Dank seines guten Rufes stand er vor zweihundert Jahren in den Niederlanden unter Schutz, und man soll zahme Störche über den Fischmarkt von Den Haag stolzieren gesehen haben. Später wurde er zum Nationalvogel Deutschlands. Heute werden in vielen europäischen Städten auf Dächern Plattformen errichtet als Einladung an den freundlichen Vogel, dort zu nisten. Störche sind willkommene Nachbarn.
Kommen und Gehen
Einige europäische Störche überwintern südlich der Sahara in Westafrika, während andere sogar bis nach Südafrika weiterziehen. Ihre lange Reise gen Süden beginnt im August. Da sie keine kräftigen Flieger sind, wird die Reise in Etappen bewältigt. Sie ziehen es vor, in Gruppen zu fliegen, und oft versammeln sich alle Störche einer Gegend, bevor sie aufbrechen. Im Februar oder März kommen sie zu ihrem Nest zurück und gehören damit zu den ersten heimkehrenden Zugvögeln.

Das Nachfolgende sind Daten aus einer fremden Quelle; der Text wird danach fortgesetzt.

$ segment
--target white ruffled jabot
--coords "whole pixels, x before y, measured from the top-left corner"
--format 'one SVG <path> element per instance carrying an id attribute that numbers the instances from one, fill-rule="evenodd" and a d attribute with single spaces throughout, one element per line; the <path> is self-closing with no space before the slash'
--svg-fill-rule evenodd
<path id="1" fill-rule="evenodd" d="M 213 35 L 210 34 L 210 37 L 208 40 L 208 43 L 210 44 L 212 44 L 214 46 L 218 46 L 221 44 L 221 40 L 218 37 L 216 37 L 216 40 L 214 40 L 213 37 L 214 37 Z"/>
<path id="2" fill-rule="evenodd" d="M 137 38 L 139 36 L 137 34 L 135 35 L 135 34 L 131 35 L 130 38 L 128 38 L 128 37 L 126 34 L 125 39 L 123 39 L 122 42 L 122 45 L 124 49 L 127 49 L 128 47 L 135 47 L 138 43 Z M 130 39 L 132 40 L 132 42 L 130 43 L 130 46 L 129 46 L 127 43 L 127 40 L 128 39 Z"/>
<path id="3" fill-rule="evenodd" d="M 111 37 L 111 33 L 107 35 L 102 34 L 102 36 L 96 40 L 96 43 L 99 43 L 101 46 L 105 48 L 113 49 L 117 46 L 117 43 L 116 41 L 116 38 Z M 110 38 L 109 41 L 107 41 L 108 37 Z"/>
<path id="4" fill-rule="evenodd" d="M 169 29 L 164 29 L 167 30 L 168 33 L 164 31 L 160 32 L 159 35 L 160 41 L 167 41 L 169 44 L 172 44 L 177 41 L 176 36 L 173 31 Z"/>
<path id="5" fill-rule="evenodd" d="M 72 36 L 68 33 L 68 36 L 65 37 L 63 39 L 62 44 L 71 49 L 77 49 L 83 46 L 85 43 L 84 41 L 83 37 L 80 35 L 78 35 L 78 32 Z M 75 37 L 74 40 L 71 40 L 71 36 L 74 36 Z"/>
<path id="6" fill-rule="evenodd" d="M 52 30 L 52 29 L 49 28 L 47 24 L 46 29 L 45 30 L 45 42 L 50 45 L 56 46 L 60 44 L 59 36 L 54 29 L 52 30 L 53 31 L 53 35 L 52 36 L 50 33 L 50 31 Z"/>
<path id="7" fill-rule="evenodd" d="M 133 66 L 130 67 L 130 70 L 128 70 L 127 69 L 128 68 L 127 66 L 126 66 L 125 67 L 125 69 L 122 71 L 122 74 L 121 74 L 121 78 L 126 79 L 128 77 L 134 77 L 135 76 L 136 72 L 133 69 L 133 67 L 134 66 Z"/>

Wegen ihrer Größe — ihre Flügelspannweite beträgt etwa zwei Meter — und ihrer Verläßlichkeit haben ziehende Störche immer Aufmerksamkeit erregt. Pünktlich im Frühjahr und Herbst erscheinen große Scharen in Palästina. Vor mehr als 2 500 Jahren wies der Prophet Jeremia darauf hin, indem er den Storch treffend als einen Vogel beschrieb, der ‘seine bestimmten Zeiten kennt’ (Jeremia 8:7).
Die Strecke, die die Störche jedes Jahr zurücklegen — in manchen Fällen insgesamt fast 20 000 Kilometer —, ist besonders bemerkenswert, wenn man bedenkt, daß sie den größten Teil davon gleiten. Wie die großen Greifvögel nutzen sie die Thermik (aufsteigende warme Luftmassen), um Höhe zu gewinnen. Dann lassen sie sich von ihren breiten Schwingen mühelos über lange Strecken tragen, wobei sie nur selten mit den Flügeln schlagen.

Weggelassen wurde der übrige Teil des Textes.